The General Society of Sons of the Revolution was founded by the New York, Pennsylvania and District of Columbia Societies at a meeting on April 19, 1890 in Washington, DC following conferences held in 1888 to devise an organizational structure that would provide a satisfactory combination of local autonomy and national unity to the several State Societies.

Today there are more than 5,600 members of one or another of 28 State Societies residing throughout the United States and several foreign countries plus a few “At Large” members. State Society memberships range from more than 1,000 to less than 100. All State and At Large members automatically have membership in the General (national) Society. Headquarters of the General Society are at Fraunces Tavern in New York City, one of Manhattan’s most historic structures.

The Society seeks to preserve for succeeding generations the freedom and good government for which our forefathers fought; to develop awareness of and interest in the beginnings of our nation; to recall the sacrifices that accompanied its birth and to underscore the wisdom which devised the system of checks and balances that provides opportunity and freedom for all.

The General Society, through its officers, organizes member meetings at which general operating policy is established and State activity reports are presented. Held in the Fall in sequences of three annual meetings, the first two are termed Board of Managers meetings and are held over a period of three weekend days in one or another of the State Society headquarters or Chapter cities. Friday afternoon is devoted to committee meetings. An informal arrival buffet is held Friday evening, usually in some historic building. Saturday is a business meeting day for the men and a day of tours for the ladies. A formal dinner is the attraction on Saturday evenings. Sunday concludes the meetings with participation in a local church service followed by a traditional farewell sherry and, on occasion, light luncheon.

During the Triennial Meeting, at the end of the three-year cycle, a greater amount of time is devoted to Society business and ladies’ touring activities over an additional day. At the formal dinner on Saturday evening the attendees usually hear a talk by a prominent citizen who is a winner of the Society’s Modern Patriot Award. A new slate of officers, elected at the last business session, is installed and other General Society awards for excellence in operations are presented to leading State Societies. These dinners, which include dancing, usually are held in the headquarters hotel or a local country club.

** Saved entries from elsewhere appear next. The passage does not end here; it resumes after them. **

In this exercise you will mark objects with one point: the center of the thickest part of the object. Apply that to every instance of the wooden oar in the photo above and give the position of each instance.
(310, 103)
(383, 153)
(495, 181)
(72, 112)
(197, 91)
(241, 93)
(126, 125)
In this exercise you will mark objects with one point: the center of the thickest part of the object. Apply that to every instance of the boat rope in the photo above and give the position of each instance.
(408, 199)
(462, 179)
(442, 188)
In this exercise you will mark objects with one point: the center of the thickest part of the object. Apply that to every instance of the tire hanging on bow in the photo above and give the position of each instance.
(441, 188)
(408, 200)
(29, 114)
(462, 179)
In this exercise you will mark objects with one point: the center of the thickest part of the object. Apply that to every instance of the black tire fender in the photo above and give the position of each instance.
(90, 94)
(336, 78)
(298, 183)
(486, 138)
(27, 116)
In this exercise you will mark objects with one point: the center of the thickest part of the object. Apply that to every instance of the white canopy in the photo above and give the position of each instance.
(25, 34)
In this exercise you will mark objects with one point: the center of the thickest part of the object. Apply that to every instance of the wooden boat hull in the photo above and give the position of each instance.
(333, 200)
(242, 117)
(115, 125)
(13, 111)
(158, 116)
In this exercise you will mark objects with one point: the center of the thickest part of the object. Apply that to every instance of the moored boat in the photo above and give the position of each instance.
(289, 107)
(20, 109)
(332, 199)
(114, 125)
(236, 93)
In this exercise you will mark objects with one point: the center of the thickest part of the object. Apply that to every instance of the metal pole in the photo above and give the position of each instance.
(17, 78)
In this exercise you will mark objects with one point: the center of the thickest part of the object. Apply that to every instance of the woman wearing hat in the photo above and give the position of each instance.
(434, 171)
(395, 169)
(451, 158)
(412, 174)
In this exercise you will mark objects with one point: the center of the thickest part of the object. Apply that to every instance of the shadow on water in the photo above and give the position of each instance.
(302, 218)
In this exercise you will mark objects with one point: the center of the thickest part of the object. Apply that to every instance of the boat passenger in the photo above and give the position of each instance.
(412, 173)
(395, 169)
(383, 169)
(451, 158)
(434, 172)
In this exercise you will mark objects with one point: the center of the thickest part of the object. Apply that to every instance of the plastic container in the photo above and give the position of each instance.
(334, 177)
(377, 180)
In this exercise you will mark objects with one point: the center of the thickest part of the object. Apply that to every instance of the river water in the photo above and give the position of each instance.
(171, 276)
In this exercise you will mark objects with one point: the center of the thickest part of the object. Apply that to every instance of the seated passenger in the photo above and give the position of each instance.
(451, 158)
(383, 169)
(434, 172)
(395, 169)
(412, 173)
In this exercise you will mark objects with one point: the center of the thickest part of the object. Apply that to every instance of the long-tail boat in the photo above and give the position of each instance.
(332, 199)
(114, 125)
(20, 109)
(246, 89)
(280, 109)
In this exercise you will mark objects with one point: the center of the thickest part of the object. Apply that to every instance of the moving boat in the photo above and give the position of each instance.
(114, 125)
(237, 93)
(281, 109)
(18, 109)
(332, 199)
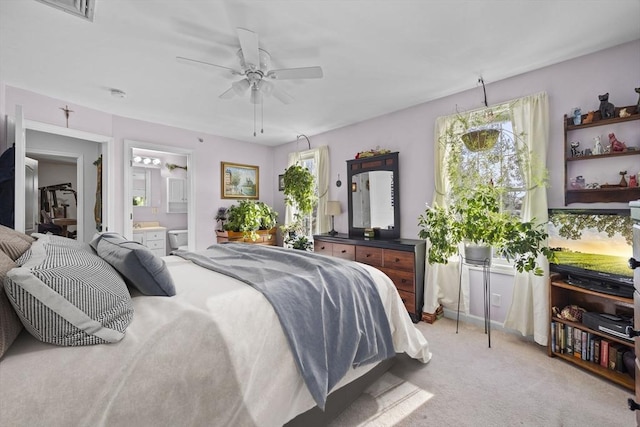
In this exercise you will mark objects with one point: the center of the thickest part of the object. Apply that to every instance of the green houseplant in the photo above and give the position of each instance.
(299, 193)
(249, 217)
(476, 219)
(480, 160)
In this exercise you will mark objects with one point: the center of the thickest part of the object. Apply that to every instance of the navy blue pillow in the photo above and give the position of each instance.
(139, 267)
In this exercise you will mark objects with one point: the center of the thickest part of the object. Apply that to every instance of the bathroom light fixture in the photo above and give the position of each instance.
(147, 161)
(117, 93)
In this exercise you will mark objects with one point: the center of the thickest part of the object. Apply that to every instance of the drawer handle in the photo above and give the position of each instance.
(631, 332)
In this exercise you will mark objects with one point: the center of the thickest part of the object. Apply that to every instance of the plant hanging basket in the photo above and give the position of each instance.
(480, 140)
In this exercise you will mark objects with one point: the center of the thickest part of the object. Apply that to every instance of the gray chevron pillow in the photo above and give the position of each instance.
(67, 295)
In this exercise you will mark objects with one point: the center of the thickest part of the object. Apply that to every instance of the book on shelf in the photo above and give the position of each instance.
(577, 343)
(604, 353)
(569, 338)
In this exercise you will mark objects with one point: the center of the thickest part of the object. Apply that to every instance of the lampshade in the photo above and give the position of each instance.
(333, 208)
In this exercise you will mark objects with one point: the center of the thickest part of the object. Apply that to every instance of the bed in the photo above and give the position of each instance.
(214, 353)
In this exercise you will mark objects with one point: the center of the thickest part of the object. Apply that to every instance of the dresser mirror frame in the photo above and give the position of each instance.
(385, 162)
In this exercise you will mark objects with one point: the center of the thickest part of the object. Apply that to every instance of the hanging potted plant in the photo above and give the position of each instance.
(474, 217)
(249, 221)
(299, 193)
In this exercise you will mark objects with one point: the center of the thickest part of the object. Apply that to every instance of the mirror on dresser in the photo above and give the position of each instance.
(373, 195)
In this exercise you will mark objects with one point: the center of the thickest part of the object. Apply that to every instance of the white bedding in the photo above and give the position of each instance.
(212, 355)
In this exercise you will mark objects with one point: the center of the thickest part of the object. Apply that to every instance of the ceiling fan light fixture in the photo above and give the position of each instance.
(256, 95)
(240, 87)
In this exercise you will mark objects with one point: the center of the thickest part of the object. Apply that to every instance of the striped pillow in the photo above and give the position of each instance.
(67, 295)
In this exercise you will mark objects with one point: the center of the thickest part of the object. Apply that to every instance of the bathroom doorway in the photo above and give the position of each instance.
(159, 188)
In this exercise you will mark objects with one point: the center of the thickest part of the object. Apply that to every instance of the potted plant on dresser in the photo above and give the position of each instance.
(299, 186)
(250, 222)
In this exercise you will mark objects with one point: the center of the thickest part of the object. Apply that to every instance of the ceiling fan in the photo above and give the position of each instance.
(255, 68)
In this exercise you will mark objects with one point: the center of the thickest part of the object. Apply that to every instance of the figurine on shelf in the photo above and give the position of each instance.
(589, 118)
(597, 147)
(624, 113)
(574, 148)
(607, 109)
(577, 116)
(616, 146)
(623, 182)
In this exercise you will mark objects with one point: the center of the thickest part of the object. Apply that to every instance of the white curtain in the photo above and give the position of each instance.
(320, 157)
(529, 310)
(442, 280)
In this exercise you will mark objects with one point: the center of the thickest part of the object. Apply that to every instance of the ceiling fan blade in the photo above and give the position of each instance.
(228, 94)
(296, 73)
(249, 46)
(283, 96)
(195, 61)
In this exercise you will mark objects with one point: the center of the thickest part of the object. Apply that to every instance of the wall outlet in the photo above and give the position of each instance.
(496, 300)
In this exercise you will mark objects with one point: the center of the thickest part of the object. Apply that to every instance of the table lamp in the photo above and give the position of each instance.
(333, 208)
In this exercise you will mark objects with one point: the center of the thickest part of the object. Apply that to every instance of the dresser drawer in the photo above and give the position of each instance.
(409, 300)
(324, 248)
(402, 279)
(399, 260)
(367, 255)
(154, 235)
(155, 244)
(344, 251)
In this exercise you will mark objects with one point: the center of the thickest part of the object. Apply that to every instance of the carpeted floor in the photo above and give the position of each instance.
(513, 383)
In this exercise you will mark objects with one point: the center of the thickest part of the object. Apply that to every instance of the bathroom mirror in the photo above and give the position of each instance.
(373, 195)
(141, 186)
(177, 195)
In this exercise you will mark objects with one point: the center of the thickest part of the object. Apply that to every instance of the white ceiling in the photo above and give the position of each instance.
(377, 56)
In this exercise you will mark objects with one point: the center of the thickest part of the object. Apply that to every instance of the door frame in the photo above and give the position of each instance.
(79, 159)
(20, 126)
(129, 145)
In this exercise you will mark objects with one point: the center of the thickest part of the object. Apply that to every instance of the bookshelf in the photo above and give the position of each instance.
(562, 294)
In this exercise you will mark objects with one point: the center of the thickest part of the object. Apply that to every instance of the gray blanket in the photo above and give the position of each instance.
(330, 309)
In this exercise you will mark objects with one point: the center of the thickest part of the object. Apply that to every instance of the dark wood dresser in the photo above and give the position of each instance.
(400, 259)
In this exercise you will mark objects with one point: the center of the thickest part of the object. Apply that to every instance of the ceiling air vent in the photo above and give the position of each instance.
(82, 8)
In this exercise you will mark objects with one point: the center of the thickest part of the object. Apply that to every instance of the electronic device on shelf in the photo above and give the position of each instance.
(592, 248)
(608, 323)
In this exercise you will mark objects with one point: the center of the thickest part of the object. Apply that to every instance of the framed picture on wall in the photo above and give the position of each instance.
(239, 181)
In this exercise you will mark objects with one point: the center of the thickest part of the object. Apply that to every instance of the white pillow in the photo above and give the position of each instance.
(67, 295)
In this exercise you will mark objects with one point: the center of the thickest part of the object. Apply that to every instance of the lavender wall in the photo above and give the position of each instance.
(410, 132)
(207, 154)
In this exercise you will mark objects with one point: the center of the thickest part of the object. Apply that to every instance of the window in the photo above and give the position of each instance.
(502, 163)
(316, 160)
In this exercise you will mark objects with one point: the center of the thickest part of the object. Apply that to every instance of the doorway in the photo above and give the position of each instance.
(170, 162)
(25, 134)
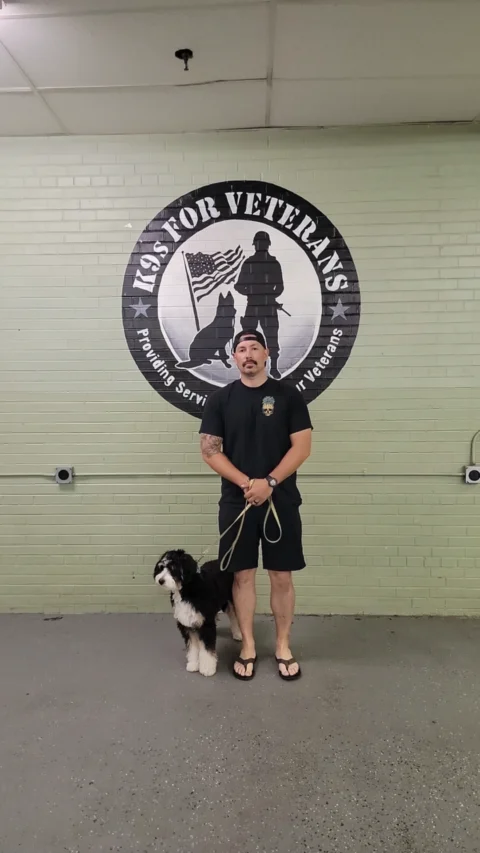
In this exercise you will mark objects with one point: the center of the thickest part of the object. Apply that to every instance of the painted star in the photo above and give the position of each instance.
(339, 309)
(140, 309)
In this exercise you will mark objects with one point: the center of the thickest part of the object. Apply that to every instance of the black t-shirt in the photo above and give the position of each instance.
(255, 425)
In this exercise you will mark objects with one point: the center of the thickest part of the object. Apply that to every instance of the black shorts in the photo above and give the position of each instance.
(284, 556)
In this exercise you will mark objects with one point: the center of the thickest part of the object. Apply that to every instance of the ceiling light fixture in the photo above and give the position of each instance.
(185, 54)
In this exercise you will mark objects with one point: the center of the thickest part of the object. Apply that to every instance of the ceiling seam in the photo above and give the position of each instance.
(272, 18)
(140, 11)
(34, 90)
(147, 87)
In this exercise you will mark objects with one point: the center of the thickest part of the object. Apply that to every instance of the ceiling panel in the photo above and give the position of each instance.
(138, 49)
(395, 39)
(215, 105)
(10, 76)
(25, 115)
(343, 102)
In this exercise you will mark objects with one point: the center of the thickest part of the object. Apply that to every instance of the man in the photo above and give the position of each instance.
(259, 429)
(261, 281)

The Society provides all members twice a year with two publications in alternate quarters. Flintlock & Powderhorn is a 32-page booklet containing historical articles and speeches given to one or another of the State Society meetings throughout the year by distinguished guests. DRUMBEAT is the Society’s newsletter containing information on State and General Society activities. The General Society also centralizes membership information and historical records.

Object of the Society

It being evident, from the steady decline of a proper celebration of the National Holidays of the United States of America, that popular concern in the events and men of the War of the Revolution is gradually declining, and that such lack of interest is attributable, not so much to the lapse of time and the rapid increase of immigration from foreign countries, as to the neglect, on the part of descendants of Revolutionary heroes, to perform their duty in keeping before the public mind the memory of the services of their ancestors and of the times in which they lived; therefore, the Society of Sons of the Revolution has been instituted to perpetuate the memory of the men who, in the military, naval and civil service of the colonies and of the Continental Congress, by their acts or counsel, achieved the Independence of the country, and to the proper celebration of the anniversaries of the birthday of Washington, and of prominent events connected with the War of the Revolution; to collect and secure for preservation the rolls, records and other documents relating to that period; to inspire the members of the Society with the patriotic spirit of their forefathers; and to promote the feeling of friendship among them.